Grant has to take responsibility for making that particular rod for his own back – he even mentioned entertainment in his programme notes again yesterday. Florent Malouda was gifted a goal within five minutes through an appalling error by goalkeeper Manuel Neuer – who seemed personally determined to give Abramovich a birthday present. Within two minutes of the second half beginning, Didier Drogba hit Schalke with the classic sucker punch and put Chelsea two ahead.

The German side are renowned as the Bundesliga's nearly men and they nearly put up a decent fight last night. Carlos Grossmuller had a goal wrongly disallowed for offside, Soren Larsen headed against the post and the striker should have had a penalty when Alex da Costa pulled him down in the 85th minute. Even so Schalke, who lost striker Kevin Kuranyi minutes before kick-off, were strangely insipid.

The linchpin for Chelsea once again was Drogba who was given no stick whatsoever from the Stamford Bridge faithful for his declaration last week that he wanted to leave the club – and his subsequent bizarre retraction. Doubtless because anyone who knows Chelsea know they would be half the team without their main man – they would sooner give away every other striker on the books than him.

"Didier is a positive guy, he speaks on the pitch and that is where he needs to do his talking," Grant said. Four wins on the spin for the new manager before the visit of Manchester City on Saturday but Grant would be naive to think that would be enough to earn him the plaudits. The mantra of entertaining football will follow him all season.

Malouda scored when he took on a flick from Drogba on the left, went outside Gerald Asamoah, cut back inside and drilled a low harmless shot straight at Neuer and through the German's legs. The Schalke goalkeeper made a similarly disastrous mistake against Hansa Rostock in the Bundesliga at the weekend and ominously vowed after that match to make up for it.

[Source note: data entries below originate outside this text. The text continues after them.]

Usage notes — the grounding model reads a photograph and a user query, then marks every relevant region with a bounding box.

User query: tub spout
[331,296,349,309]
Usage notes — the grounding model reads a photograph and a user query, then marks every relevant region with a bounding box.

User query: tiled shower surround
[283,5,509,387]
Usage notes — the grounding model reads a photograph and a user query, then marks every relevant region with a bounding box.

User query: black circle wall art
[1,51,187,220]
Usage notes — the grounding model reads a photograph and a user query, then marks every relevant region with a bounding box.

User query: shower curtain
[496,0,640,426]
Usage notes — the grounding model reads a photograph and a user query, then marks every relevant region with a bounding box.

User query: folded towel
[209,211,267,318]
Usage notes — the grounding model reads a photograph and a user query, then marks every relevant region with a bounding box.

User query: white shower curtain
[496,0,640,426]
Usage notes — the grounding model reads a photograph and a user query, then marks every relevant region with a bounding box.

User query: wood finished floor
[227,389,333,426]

Paul Robinson can rest easy that there are some having a far worse time of it than him.

The killer blow from Chelsea took another 45 minutes to arrive. As usual, the likes of Claude Makelele and Ricardo Carvalho were exemplary but it was ever thus. The spark was still missing from Malouda and Joe Cole. Two minutes after the break Schalke allowed themselves to be easily opened up. For once, Chelsea got the ball moving quickly on the counter-attack, Frank Lampard switched the ball out right to Paulo Ferreira and the full-back whipped in a cross that Drogba dived to meet at the near post.

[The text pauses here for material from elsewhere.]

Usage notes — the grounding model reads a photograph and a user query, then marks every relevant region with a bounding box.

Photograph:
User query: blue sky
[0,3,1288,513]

It was a brilliant finish and Drogba's fourth goal of the season. The Swedish referee should have given a penalty against Alex for his foul on Larsen, but equally Drogba should have had one a few minutes later when he was brought down by Jermaine Jones. On the Chelsea bench for the first time was Henk ten Cate, the new assistant to Grant, who, it was pointed out in the programme, coached an Ajax team that scored more than 100 goals in 41 games last season.

Those are the kind of numbers that Abramovich hopes Chelsea are posting by the time he turns 42. It is becoming an obsession at the club and it will not be any easier to achieve if Drogba does decide that his future lies elsewhere.

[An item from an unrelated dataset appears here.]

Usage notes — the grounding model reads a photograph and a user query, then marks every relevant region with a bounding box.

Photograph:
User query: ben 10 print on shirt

Chelsea (4-1-4-1): Cech; Ferreira, Carvalho, Alex, Bridge; Makelele; J Cole (Shevchenko, 89), Essien (Mikel, 68) Lampard, Malouda (Kalou, 83); Drogba. Substitutes not used: Cudicini (gk), Pizarro, Ben Haim, Belletti.

Schalke 04 (4-3-3): Neuer; Rafinha, Westermann, Bordon, Rodriguez (Bajramovic, 82); Ernst, Grossmuller (Azaouagh, 77), Jones; Asamoah (Rakitic, 61), Larsen, Lovenkrands. Substitutes not used: Schober (gk), Howedes.

Referee: P Frojdfeldt (Sweden).

Group B

Results: Chelsea 1 Rosenborg 1; Schalke 04 0 Valencia 1; Rosenborg 0 Schalke 04 2; Valencia 1 Chelsea 2; Chelsea 2 Schalke 04 0; Rosenborg 2 Valencia 0.

Remaining fixtures: 6 November: Schalke 04 v Chelsea; Valencia v Rosenborg. 28 November: Rosenborg v Chelsea; Valencia v Schalke 04. 11 December: Chelsea v Valencia; Schalke 04 v Rosenborg.